El turista pasa media vida disparando fotografías y la otra media viéndolas. Hace unas semanas, Vicente Verdú escribió en su columna habitual del diario El País, una columna titulada La foto que todo lo ve, en la que hablaba de la manía de fotografiar absolutamente todo sin tregua.
La irrupción de la fotografía digital ha eliminado esa barrera antigua que propiciaba el carrete. La película fotográfica permitía 24 o, a lo sumo, 36 disparos, antes de agotarse. El fotógrafo tenía entonces una especie de responsabilidad a la hora de apretar el botón e inmortalizar un momento. Las opciones eran limitadas. Como hemos visto en la última década, las cámaras digitales, los dispositivos de almacenamiento masivo (que incluso se pueden llevar ya en el bolsillo) y la tecnología fotográfica permiten hacer y deshacer al fotógrafo hasta conseguir la toma que desee, sin ningún margen de error.

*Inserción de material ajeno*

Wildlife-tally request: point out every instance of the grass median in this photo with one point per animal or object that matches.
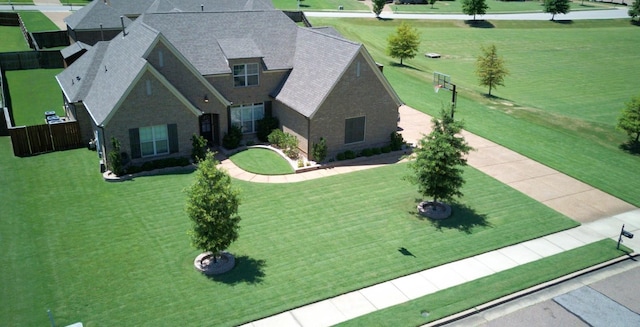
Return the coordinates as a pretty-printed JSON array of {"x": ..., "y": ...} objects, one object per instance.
[{"x": 456, "y": 299}]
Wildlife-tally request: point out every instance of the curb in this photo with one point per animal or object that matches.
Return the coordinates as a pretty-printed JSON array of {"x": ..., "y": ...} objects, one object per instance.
[{"x": 528, "y": 291}]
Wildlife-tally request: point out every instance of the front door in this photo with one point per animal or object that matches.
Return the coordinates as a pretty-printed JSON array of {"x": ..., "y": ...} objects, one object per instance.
[{"x": 209, "y": 128}]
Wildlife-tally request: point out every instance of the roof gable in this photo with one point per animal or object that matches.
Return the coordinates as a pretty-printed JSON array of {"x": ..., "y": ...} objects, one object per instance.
[{"x": 320, "y": 60}]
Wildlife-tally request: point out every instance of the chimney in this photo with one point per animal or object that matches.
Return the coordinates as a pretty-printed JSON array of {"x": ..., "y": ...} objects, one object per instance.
[{"x": 124, "y": 33}]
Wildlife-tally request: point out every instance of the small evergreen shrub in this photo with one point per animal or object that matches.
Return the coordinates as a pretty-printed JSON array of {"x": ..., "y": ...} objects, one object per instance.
[
  {"x": 199, "y": 148},
  {"x": 265, "y": 126},
  {"x": 319, "y": 150},
  {"x": 284, "y": 141},
  {"x": 396, "y": 141},
  {"x": 232, "y": 139}
]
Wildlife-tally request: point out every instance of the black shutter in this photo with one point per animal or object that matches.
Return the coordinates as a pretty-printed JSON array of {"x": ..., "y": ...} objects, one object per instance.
[
  {"x": 134, "y": 141},
  {"x": 173, "y": 138},
  {"x": 267, "y": 109}
]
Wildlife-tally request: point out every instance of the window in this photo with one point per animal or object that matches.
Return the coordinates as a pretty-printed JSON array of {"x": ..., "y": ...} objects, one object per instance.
[
  {"x": 154, "y": 140},
  {"x": 246, "y": 116},
  {"x": 245, "y": 75},
  {"x": 354, "y": 130}
]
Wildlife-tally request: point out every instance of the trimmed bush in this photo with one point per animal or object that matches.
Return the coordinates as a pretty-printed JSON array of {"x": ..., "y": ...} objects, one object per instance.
[
  {"x": 319, "y": 150},
  {"x": 232, "y": 139},
  {"x": 396, "y": 141}
]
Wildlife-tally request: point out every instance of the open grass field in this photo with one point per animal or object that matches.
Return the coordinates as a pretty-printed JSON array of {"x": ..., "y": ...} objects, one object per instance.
[
  {"x": 262, "y": 161},
  {"x": 36, "y": 21},
  {"x": 469, "y": 295},
  {"x": 12, "y": 40},
  {"x": 566, "y": 88},
  {"x": 118, "y": 253},
  {"x": 33, "y": 92},
  {"x": 495, "y": 7}
]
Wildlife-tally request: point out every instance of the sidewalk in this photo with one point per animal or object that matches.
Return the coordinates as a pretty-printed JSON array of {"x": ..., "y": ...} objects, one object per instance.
[
  {"x": 351, "y": 305},
  {"x": 554, "y": 189}
]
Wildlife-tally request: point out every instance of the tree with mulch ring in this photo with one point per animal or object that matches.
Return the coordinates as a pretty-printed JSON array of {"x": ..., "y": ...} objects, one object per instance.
[
  {"x": 437, "y": 169},
  {"x": 212, "y": 205}
]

Escribía Verdú en su columna que gracias a esta práctica simplifica la realidad. Yo me permito el lujo de añadir que, además de simplificarla, lo que hace es convertirla en un objeto de fondo de cajón. Salimos de viaje y llegamos a casa de vuelta con millares de fotografías del Big Ben, la Torre Eiffel o el Empire State. Probablemente, muchos de los turistas no vuelvan a ver sus fotografías nunca más, después de los típicos retoques de Photoshop y la subida masiva a redes sociales. Si acaso, una o dos veces en las que la nostalgia por determinada ciudad, o momento vivido allí, nos apriete y decidamos recrearlo a partir de alguna imagen. De esta forma, la realidad se convierte en un objeto de fondo de cajón en nuestras fotografías.
"De este modo tratamos de eternizar nuestra vida al precio de poseerla simplificada en un almacén virtual", dice el filósofo. Sustituímos el placer de ver con los ojos por el la necesidad de poseer para siempre el instante. Personalmente, creo, y espero que así sea, que las dos posibilidades sean compaginables. Es lo que me gusta hacer a mí. Veo, disfruto, me detengo un rato a percibir la realidad, antes, o después, de que mi alma de fotógrafo frustrado se lance a inmortalizarla.
La realidad de las ciudades cambia en el momento en el que dejamos de percibirla íntegramente con los ojos y empezamos a hacerlo, parcial o totalmente, a través de una pantalla. Las imágenes se convierten en encuadres, la fotografía se devalúa como disciplina y los monumentos, parques o recovecos de las ciudades pasan a ser un ejército de fotografías exactamente iguales que se alinean en el cajón de un disco duro, exactamente iguales a las que tendrá el vecino cuando viaje a la misma ciudad.
Mientras tanto la realidad sigue ahí, esperando a que la descubramos e, incluso, a que la inmortalicemos, con o sin una cámara. Y merece la pena hacerlo.